Inhibition of mGluR2 receptors with negative allosteric modulators is also expected to modulate sleep and arousal and circadian timing of sleep wake cycles. Activation of mGluR2 with a positive allosteric modulator results in deep sleep in rats and clinically in healthy human volunteers (Ahnaou et al. [2016], Neuropharmacology 103, 290-305) such that inhibition with a negative allosteric modulator is expected to promote arousal coincident with improved cognition. Glutamate signaling modulated by group II mGluRs (mGluR2, mGluR3) is also involved in the circadian timing of sleep/wake cycles such that inhibition of mGluR2 may be expected to improve coordination of activity to environmental light/dark cycles. Genetic loss of mGluR2 and mGluR3 as well as pharmacological inhibition with negative allosteric modulators to these receptors results in enhanced responses to light entrainment cues (Pritchett et al. [2015], PLoS One 10, e0125523).

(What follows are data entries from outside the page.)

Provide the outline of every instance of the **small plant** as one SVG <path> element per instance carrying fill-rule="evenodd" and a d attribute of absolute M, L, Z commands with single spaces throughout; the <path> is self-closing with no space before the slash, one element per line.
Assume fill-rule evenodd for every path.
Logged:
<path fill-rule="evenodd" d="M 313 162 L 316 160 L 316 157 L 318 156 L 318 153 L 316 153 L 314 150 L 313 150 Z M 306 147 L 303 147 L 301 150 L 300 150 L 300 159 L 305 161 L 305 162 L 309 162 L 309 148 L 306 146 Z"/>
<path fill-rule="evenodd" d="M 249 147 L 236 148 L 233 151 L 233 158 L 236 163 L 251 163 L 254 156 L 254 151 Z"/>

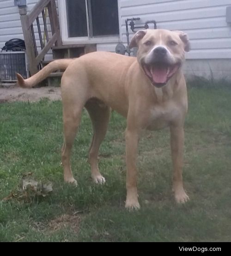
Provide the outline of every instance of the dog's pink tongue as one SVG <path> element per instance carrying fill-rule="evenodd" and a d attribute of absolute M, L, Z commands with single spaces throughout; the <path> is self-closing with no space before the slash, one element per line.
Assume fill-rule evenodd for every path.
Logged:
<path fill-rule="evenodd" d="M 167 69 L 164 67 L 153 67 L 152 70 L 153 81 L 157 84 L 166 83 L 167 79 Z"/>

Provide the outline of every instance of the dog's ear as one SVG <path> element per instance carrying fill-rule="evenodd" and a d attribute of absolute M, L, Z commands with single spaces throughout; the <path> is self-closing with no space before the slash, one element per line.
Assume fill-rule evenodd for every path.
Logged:
<path fill-rule="evenodd" d="M 128 48 L 131 49 L 133 47 L 137 47 L 139 42 L 146 35 L 146 30 L 139 30 L 133 36 L 131 42 L 128 45 Z"/>
<path fill-rule="evenodd" d="M 184 43 L 184 50 L 186 52 L 189 52 L 190 50 L 190 43 L 188 35 L 182 31 L 174 31 L 178 34 L 181 41 Z"/>

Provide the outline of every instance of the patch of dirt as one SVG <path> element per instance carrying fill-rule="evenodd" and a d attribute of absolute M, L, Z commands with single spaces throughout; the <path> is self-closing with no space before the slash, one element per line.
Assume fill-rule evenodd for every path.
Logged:
<path fill-rule="evenodd" d="M 35 102 L 43 98 L 51 100 L 61 99 L 60 87 L 42 87 L 25 89 L 17 86 L 0 87 L 0 103 L 15 101 Z"/>
<path fill-rule="evenodd" d="M 51 232 L 55 232 L 60 229 L 69 227 L 75 232 L 79 231 L 80 218 L 78 215 L 64 214 L 48 223 L 49 230 Z"/>

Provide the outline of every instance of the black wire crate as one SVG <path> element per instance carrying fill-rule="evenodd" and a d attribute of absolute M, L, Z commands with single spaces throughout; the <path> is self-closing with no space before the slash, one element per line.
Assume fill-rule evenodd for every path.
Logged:
<path fill-rule="evenodd" d="M 0 81 L 17 81 L 15 73 L 19 73 L 24 78 L 27 78 L 26 55 L 25 51 L 7 51 L 0 52 Z"/>

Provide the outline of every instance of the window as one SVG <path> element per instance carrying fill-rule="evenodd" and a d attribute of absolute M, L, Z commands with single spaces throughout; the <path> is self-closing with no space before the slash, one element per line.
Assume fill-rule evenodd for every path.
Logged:
<path fill-rule="evenodd" d="M 117 0 L 66 0 L 68 37 L 118 35 Z"/>

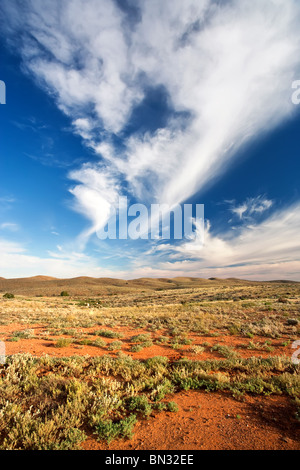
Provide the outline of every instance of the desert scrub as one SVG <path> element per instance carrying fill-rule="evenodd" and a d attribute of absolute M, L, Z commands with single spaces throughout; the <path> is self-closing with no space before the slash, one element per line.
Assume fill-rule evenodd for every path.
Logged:
<path fill-rule="evenodd" d="M 130 437 L 137 419 L 168 409 L 162 401 L 180 390 L 285 394 L 296 404 L 299 371 L 285 356 L 177 362 L 124 353 L 10 356 L 0 366 L 0 448 L 76 449 L 85 432 L 109 442 Z"/>
<path fill-rule="evenodd" d="M 104 338 L 123 338 L 122 333 L 112 330 L 98 330 L 95 335 L 103 336 Z"/>
<path fill-rule="evenodd" d="M 12 337 L 18 339 L 32 339 L 34 338 L 34 330 L 29 328 L 26 330 L 14 331 Z"/>
<path fill-rule="evenodd" d="M 3 299 L 14 299 L 15 296 L 14 294 L 11 294 L 10 292 L 6 292 L 6 294 L 3 295 Z"/>
<path fill-rule="evenodd" d="M 132 343 L 145 343 L 147 341 L 151 341 L 151 336 L 148 334 L 140 334 L 131 338 Z"/>
<path fill-rule="evenodd" d="M 195 346 L 191 346 L 189 348 L 189 351 L 193 354 L 202 354 L 204 351 L 205 351 L 205 347 L 204 346 L 199 346 L 199 345 L 195 345 Z"/>
<path fill-rule="evenodd" d="M 133 434 L 133 428 L 136 423 L 136 416 L 130 415 L 120 421 L 113 422 L 112 420 L 100 421 L 95 428 L 95 434 L 99 439 L 105 439 L 108 444 L 117 438 L 130 439 Z"/>
<path fill-rule="evenodd" d="M 179 411 L 179 407 L 177 403 L 175 403 L 175 401 L 169 401 L 169 403 L 167 404 L 167 410 L 173 413 L 177 413 L 177 411 Z"/>
<path fill-rule="evenodd" d="M 221 356 L 226 357 L 228 359 L 236 359 L 239 357 L 238 353 L 231 348 L 230 346 L 224 346 L 221 344 L 216 344 L 211 348 L 211 351 L 217 351 Z"/>
<path fill-rule="evenodd" d="M 108 345 L 107 349 L 108 349 L 109 351 L 119 351 L 120 349 L 122 349 L 122 346 L 123 346 L 122 341 L 112 341 L 112 342 Z"/>

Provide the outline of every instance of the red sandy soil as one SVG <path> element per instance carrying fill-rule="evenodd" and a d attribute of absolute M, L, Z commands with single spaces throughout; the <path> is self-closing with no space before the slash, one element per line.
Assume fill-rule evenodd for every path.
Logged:
<path fill-rule="evenodd" d="M 17 342 L 11 342 L 9 341 L 10 336 L 13 334 L 15 331 L 23 331 L 27 329 L 32 329 L 34 330 L 34 334 L 36 336 L 44 334 L 44 332 L 47 331 L 47 328 L 43 325 L 26 325 L 24 324 L 18 324 L 18 323 L 11 323 L 9 325 L 0 325 L 0 339 L 5 342 L 6 346 L 6 354 L 7 355 L 13 355 L 13 354 L 18 354 L 18 353 L 29 353 L 34 356 L 42 356 L 42 355 L 48 355 L 48 356 L 57 356 L 57 357 L 66 357 L 66 356 L 101 356 L 103 354 L 112 354 L 111 351 L 108 351 L 106 348 L 99 348 L 95 346 L 89 346 L 89 345 L 78 345 L 78 344 L 70 344 L 69 346 L 58 348 L 55 346 L 56 341 L 59 338 L 62 338 L 63 336 L 50 336 L 49 339 L 39 339 L 39 338 L 33 338 L 33 339 L 19 339 Z M 74 328 L 75 330 L 76 328 Z M 108 329 L 110 330 L 111 328 L 105 328 L 105 327 L 98 327 L 98 328 L 85 328 L 84 329 L 84 334 L 87 335 L 88 333 L 91 332 L 97 332 L 97 330 L 104 330 Z M 119 327 L 119 328 L 114 328 L 114 330 L 120 332 L 123 334 L 123 337 L 121 338 L 120 341 L 123 343 L 122 347 L 122 352 L 125 354 L 130 355 L 134 359 L 148 359 L 150 357 L 154 356 L 165 356 L 168 357 L 170 360 L 178 360 L 181 357 L 185 357 L 188 359 L 194 359 L 194 360 L 206 360 L 206 359 L 224 359 L 218 352 L 216 351 L 211 351 L 211 347 L 220 344 L 223 346 L 229 346 L 233 347 L 235 351 L 242 357 L 242 358 L 247 358 L 247 357 L 268 357 L 268 356 L 290 356 L 292 354 L 292 350 L 289 347 L 284 347 L 282 343 L 284 340 L 288 340 L 288 336 L 281 336 L 280 339 L 278 340 L 271 340 L 270 345 L 274 348 L 274 351 L 268 352 L 264 349 L 247 349 L 247 347 L 242 347 L 242 345 L 247 345 L 249 343 L 249 338 L 244 338 L 244 337 L 239 337 L 239 336 L 231 336 L 231 335 L 219 335 L 219 336 L 211 336 L 211 335 L 194 335 L 194 334 L 189 334 L 188 338 L 192 339 L 193 342 L 191 345 L 183 345 L 181 346 L 180 349 L 173 349 L 170 347 L 170 345 L 164 345 L 164 344 L 153 344 L 153 346 L 144 348 L 140 352 L 132 352 L 130 351 L 131 346 L 133 343 L 131 342 L 131 338 L 133 336 L 136 336 L 138 334 L 149 334 L 149 331 L 143 330 L 143 329 L 129 329 L 129 328 L 124 328 L 124 327 Z M 156 337 L 159 337 L 163 335 L 163 332 L 155 332 L 155 334 L 151 334 L 152 339 L 155 340 Z M 70 338 L 69 336 L 65 336 L 66 338 Z M 99 337 L 100 338 L 100 337 Z M 92 339 L 92 336 L 89 337 L 89 339 Z M 95 337 L 94 337 L 95 339 Z M 115 339 L 108 339 L 108 338 L 102 338 L 106 342 L 107 345 L 109 343 L 115 341 Z M 260 343 L 264 344 L 266 342 L 265 337 L 258 337 L 254 336 L 251 338 L 251 341 L 254 343 Z M 119 340 L 118 340 L 119 341 Z M 196 346 L 196 345 L 201 345 L 202 343 L 208 343 L 209 346 L 205 348 L 205 351 L 201 354 L 195 354 L 189 351 L 191 346 Z"/>
<path fill-rule="evenodd" d="M 58 337 L 45 339 L 20 339 L 18 342 L 6 341 L 15 331 L 34 329 L 35 335 L 43 333 L 43 325 L 10 324 L 1 325 L 1 340 L 5 341 L 6 354 L 30 353 L 35 356 L 98 356 L 111 354 L 107 349 L 93 346 L 70 345 L 57 348 L 54 343 Z M 85 333 L 98 328 L 87 328 Z M 99 328 L 100 329 L 100 328 Z M 103 329 L 101 327 L 101 329 Z M 174 350 L 170 346 L 154 344 L 139 353 L 129 351 L 132 336 L 145 331 L 118 328 L 124 335 L 122 351 L 135 359 L 146 359 L 153 356 L 166 356 L 170 360 L 180 357 L 190 359 L 222 359 L 215 351 L 207 347 L 204 353 L 193 354 L 190 346 Z M 149 333 L 149 332 L 148 332 Z M 155 336 L 160 333 L 156 332 Z M 238 348 L 239 344 L 249 340 L 238 336 L 194 336 L 193 345 L 207 341 L 210 346 L 222 344 L 234 346 L 242 357 L 289 355 L 290 348 L 282 347 L 283 338 L 272 341 L 272 353 L 263 350 Z M 109 344 L 111 341 L 102 338 Z M 264 343 L 266 338 L 252 338 L 252 341 Z M 291 400 L 283 396 L 246 396 L 238 401 L 224 393 L 207 393 L 204 391 L 180 392 L 168 400 L 176 401 L 178 412 L 153 412 L 149 419 L 139 421 L 131 440 L 113 441 L 110 446 L 98 442 L 95 436 L 83 443 L 85 450 L 300 450 L 299 422 L 294 418 L 295 409 Z"/>
<path fill-rule="evenodd" d="M 300 450 L 300 429 L 285 397 L 234 400 L 221 393 L 188 391 L 174 397 L 177 413 L 139 421 L 130 440 L 110 446 L 92 436 L 84 450 Z"/>

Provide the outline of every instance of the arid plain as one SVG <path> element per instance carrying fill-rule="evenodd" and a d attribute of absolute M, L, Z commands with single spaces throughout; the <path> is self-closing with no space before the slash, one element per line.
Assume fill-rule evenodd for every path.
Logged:
<path fill-rule="evenodd" d="M 299 450 L 298 340 L 297 282 L 0 278 L 0 448 Z"/>

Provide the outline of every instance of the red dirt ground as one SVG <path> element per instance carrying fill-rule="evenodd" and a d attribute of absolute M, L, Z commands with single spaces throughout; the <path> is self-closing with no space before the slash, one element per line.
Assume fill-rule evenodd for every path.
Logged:
<path fill-rule="evenodd" d="M 30 353 L 35 356 L 97 356 L 110 353 L 106 349 L 93 346 L 70 345 L 64 348 L 54 346 L 58 337 L 45 339 L 20 339 L 10 342 L 7 339 L 18 330 L 34 329 L 35 335 L 43 333 L 43 325 L 10 324 L 1 325 L 1 339 L 6 344 L 6 354 Z M 103 328 L 101 328 L 103 329 Z M 95 328 L 85 329 L 85 332 Z M 170 346 L 154 344 L 139 353 L 129 351 L 130 338 L 143 331 L 118 328 L 124 334 L 122 351 L 135 359 L 146 359 L 153 356 L 167 356 L 170 360 L 180 357 L 190 359 L 221 359 L 210 347 L 201 354 L 192 354 L 189 346 L 173 350 Z M 149 333 L 149 332 L 148 332 Z M 160 335 L 156 332 L 156 335 Z M 189 335 L 193 337 L 193 335 Z M 253 341 L 265 342 L 266 338 L 252 338 Z M 207 341 L 210 346 L 223 344 L 235 346 L 242 357 L 284 355 L 289 348 L 282 347 L 282 338 L 278 343 L 272 341 L 274 352 L 238 348 L 239 344 L 247 343 L 247 339 L 238 336 L 195 336 L 193 345 Z M 113 341 L 106 339 L 107 344 Z M 178 412 L 153 413 L 148 420 L 139 421 L 131 440 L 113 441 L 110 446 L 97 442 L 90 436 L 84 443 L 86 450 L 300 450 L 299 422 L 293 417 L 294 408 L 291 400 L 283 396 L 252 397 L 246 396 L 237 401 L 224 393 L 207 393 L 203 391 L 180 392 L 168 400 L 174 399 L 179 406 Z"/>

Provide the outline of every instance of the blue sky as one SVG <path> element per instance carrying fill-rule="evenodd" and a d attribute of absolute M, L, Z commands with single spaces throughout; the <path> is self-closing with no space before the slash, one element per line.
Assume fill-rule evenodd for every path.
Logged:
<path fill-rule="evenodd" d="M 300 280 L 296 0 L 2 0 L 0 276 Z M 119 196 L 204 244 L 106 240 Z"/>

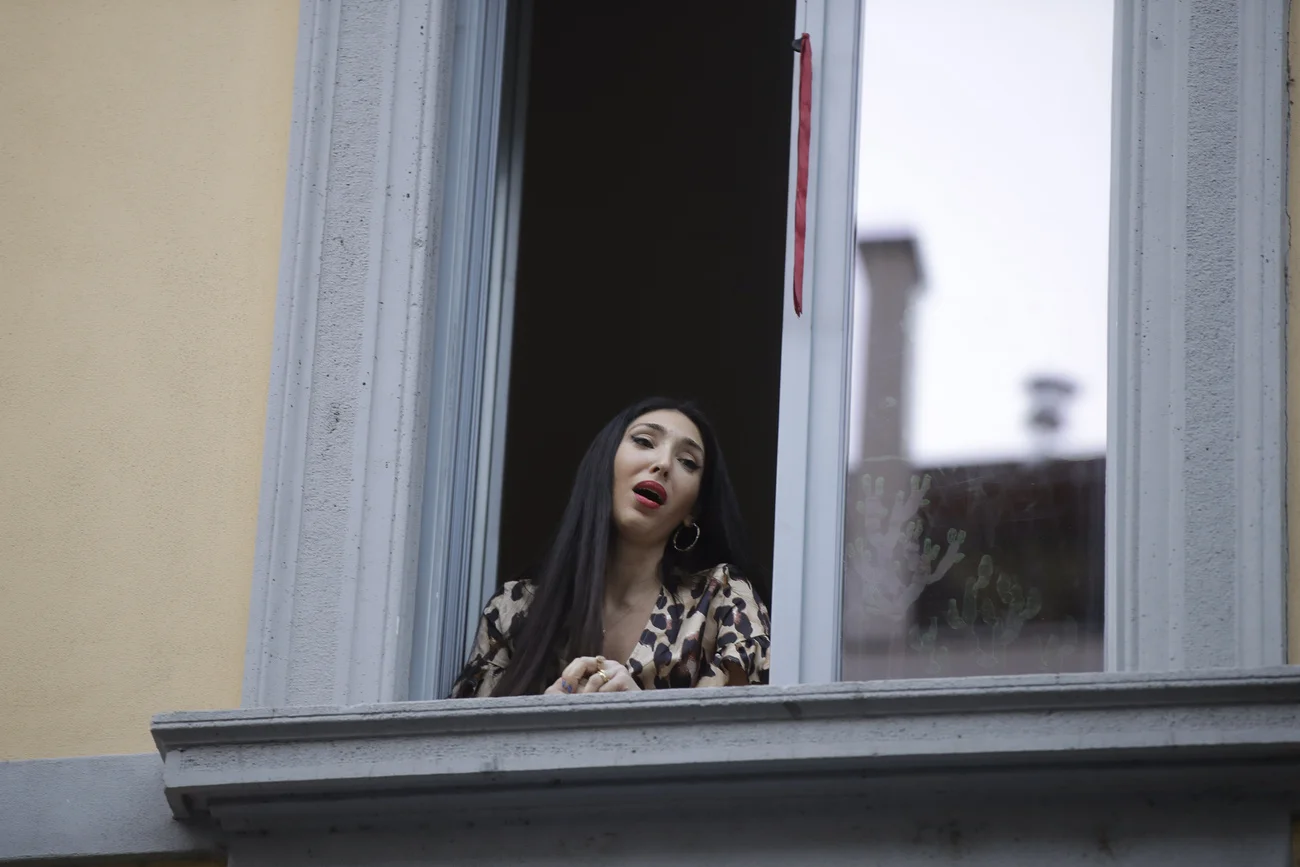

Inhibition of mGluR2 with negative allosteric modulator compounds is also expected to modulate pain sensation and responses to pain. Glutamate signaling mediates both the transmission of pain information as well as peripheral and central mechanisms of pain hypersensitivity such that modulation of this signaling via mGluR2 inhibition has the potential to impact nociception as well as the central perception of pain memory (Chiechio [2016], Adv Pharmacol 75, 63-89).
Certain substituted quinoline carboxamides, quinoline carbonitriles, tetrahydronaphthyridines, and others, are known in the art as mGluR2 inhibitors or for other uses. See, for example, WO2016/032921, WO2013/066736, US Patent Application No. 2008/0188521, WO2007/038865, WO 1996/13500, each disclosing compounds as leukotriene inhibitors, and Canadian Patent Application No. 2169231, disclosing compounds as leukotriene and SRS-A inhibitors. There remains a need in the art for novel compounds that are effective as non-competitive mGluR2 modulators, and/or mGluR2 negative allosteric modulators (NAMs).